The boys were oblivious he was there and he drew to a stop. But once stopped, he realized that the boy wasn’t pounding a rail. The boy was pounding another kid.
Fights were nothing new to Dillon. Having been the youngest in a family of five brothers, he’d had plenty of black eyes and bloody noses as it was impossible to grow up in a testosterone-fueled house of alpha males without some bumping and shoving. You wouldn’t survive in the Sheenan household if you didn’t know how to throw a punch as well as defend yourself.
But these kids were young, and the one lying in the snow, seemed to be taking a beating and Dillon sure hoped the boy on the ground had at least gotten in a few good licks before being taken down.
It was only fair, especially as the fight looked very one-sided at this point.

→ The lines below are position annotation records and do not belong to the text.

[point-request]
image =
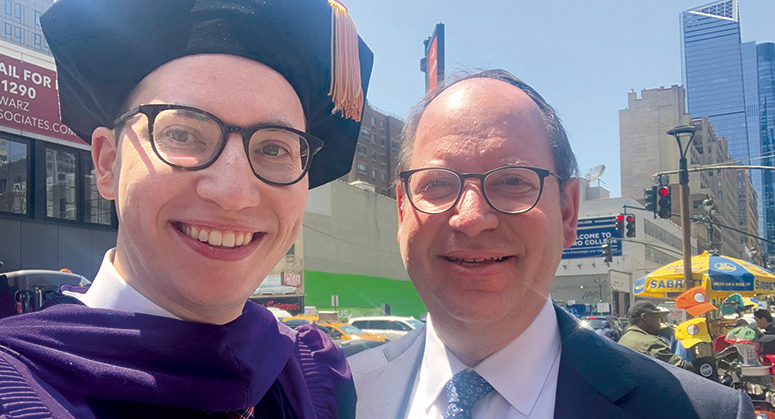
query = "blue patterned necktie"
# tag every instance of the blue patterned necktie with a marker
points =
(464, 390)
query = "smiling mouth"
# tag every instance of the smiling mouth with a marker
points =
(218, 238)
(477, 262)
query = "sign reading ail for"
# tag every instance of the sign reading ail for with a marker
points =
(29, 100)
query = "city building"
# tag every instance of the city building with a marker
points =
(376, 154)
(765, 58)
(346, 253)
(645, 144)
(722, 80)
(585, 282)
(51, 215)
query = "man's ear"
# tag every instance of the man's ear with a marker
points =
(570, 210)
(104, 154)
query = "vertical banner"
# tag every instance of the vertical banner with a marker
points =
(433, 62)
(29, 100)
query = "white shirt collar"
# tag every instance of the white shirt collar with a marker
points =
(532, 354)
(110, 291)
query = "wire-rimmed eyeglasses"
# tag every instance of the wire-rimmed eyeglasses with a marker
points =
(508, 189)
(192, 139)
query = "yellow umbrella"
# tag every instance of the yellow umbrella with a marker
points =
(720, 275)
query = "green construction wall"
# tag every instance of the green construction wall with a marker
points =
(361, 294)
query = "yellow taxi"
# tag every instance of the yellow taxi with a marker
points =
(344, 331)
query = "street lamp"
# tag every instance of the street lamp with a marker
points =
(710, 209)
(685, 131)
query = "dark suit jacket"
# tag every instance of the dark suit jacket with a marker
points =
(597, 379)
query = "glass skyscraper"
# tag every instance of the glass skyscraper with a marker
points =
(723, 82)
(765, 57)
(713, 71)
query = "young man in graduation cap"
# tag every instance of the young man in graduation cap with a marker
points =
(208, 120)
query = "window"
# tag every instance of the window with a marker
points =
(18, 13)
(14, 166)
(96, 208)
(60, 184)
(18, 35)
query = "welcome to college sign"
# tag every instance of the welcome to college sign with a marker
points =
(29, 100)
(591, 234)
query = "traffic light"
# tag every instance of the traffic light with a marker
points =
(608, 255)
(630, 225)
(620, 225)
(664, 207)
(650, 196)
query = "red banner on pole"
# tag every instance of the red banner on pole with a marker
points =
(29, 100)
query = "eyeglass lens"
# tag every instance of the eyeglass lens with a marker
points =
(192, 139)
(511, 189)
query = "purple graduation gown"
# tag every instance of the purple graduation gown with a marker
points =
(69, 360)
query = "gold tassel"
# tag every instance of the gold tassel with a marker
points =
(345, 91)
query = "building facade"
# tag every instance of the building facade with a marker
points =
(644, 142)
(765, 59)
(51, 214)
(586, 283)
(376, 154)
(347, 252)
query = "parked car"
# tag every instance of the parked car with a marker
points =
(392, 327)
(279, 314)
(596, 322)
(352, 347)
(344, 332)
(296, 321)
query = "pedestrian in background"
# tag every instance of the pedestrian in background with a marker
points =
(643, 335)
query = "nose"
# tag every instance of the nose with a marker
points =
(472, 215)
(229, 182)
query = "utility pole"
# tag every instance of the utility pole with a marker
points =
(683, 181)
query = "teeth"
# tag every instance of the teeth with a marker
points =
(495, 259)
(223, 238)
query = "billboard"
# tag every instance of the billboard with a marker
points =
(29, 101)
(591, 234)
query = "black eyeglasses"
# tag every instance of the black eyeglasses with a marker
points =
(508, 189)
(192, 139)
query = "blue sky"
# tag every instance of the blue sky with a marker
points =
(582, 56)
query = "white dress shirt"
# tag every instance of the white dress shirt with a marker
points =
(523, 374)
(110, 291)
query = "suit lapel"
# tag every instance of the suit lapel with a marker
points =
(592, 376)
(390, 387)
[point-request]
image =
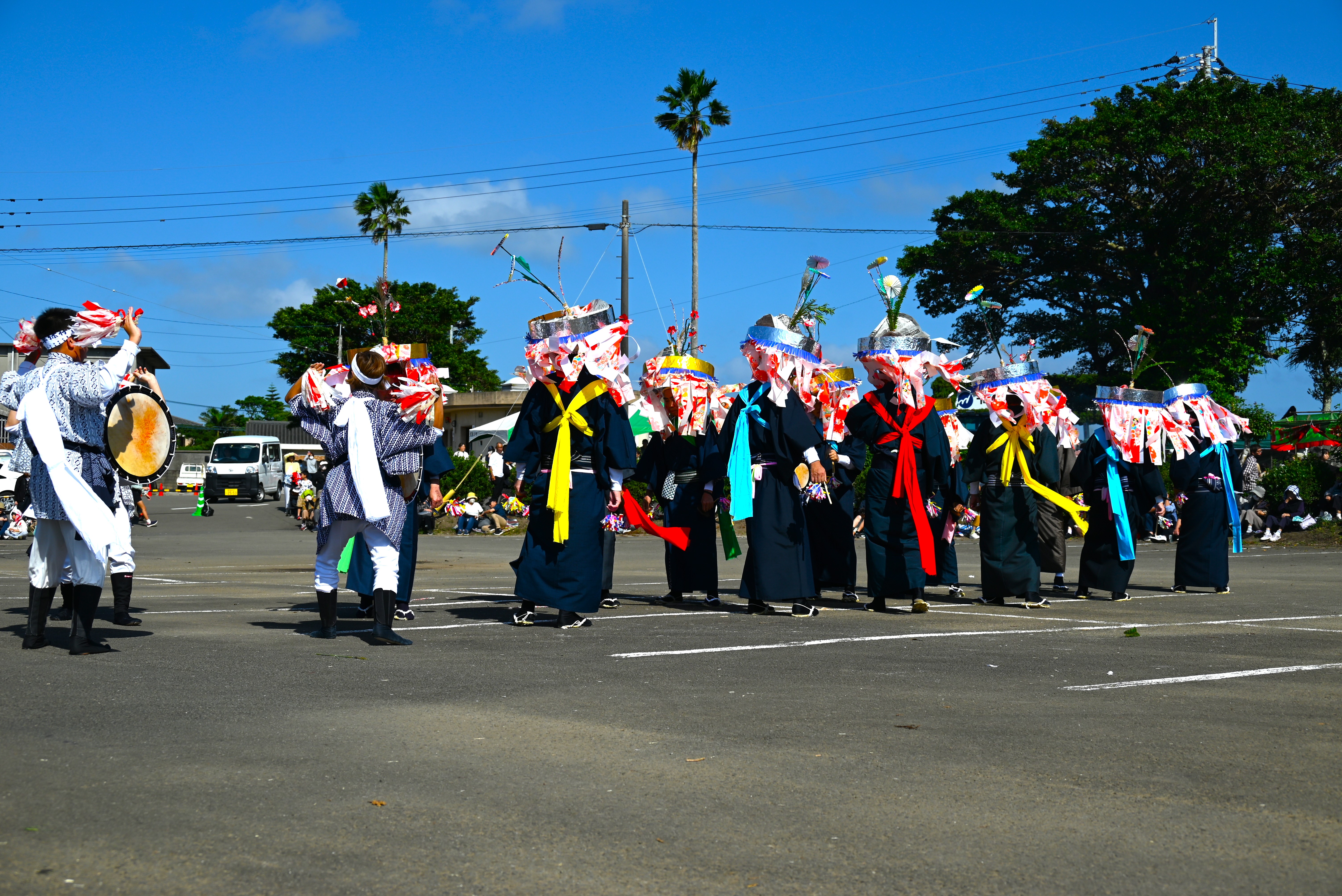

One-sided enough that Dillon felt compelled to step in at this point.
He turned the engine off and swung out, boots crunching snow. “That’s enough,” he shouted.
The pummeling continued.
He whistled loudly.
The boy on top stopped swinging, but he kept one hand wrapped around the kid’s jacket collar.
Dillon didn’t like being ignored. “Get off him,” he growled, striding into the knot of red-faced panting savages, lifting the aggressor off, and dropping him none too gently onto his butt.
The smaller kid lay on his back in the snow, staring up at Dillon, dazed. His nose was bleeding and his lip was cut as well. He was undoubtedly going to have a couple shiners tomorrow, too.
“You okay?” Dillon asked him, reaching down to give him a hand up.
The boy nodded blankly, clearly not okay but he put his hand in Dillon’s and Dillon pulled him to his feet. Once upright, the boy wobbled. Dillon felt a rush of sympathy. The kid was small and thin, and not the fighting type.
Dillon wrapped his hand around the child’s nape, keeping him on his feet even as his narrowed gaze swept the cluster of boys. His expression was hard and disapproving.
“Go home,” he said brusquely. “
Scram
.”
The boys grabbed their school bags and raced off.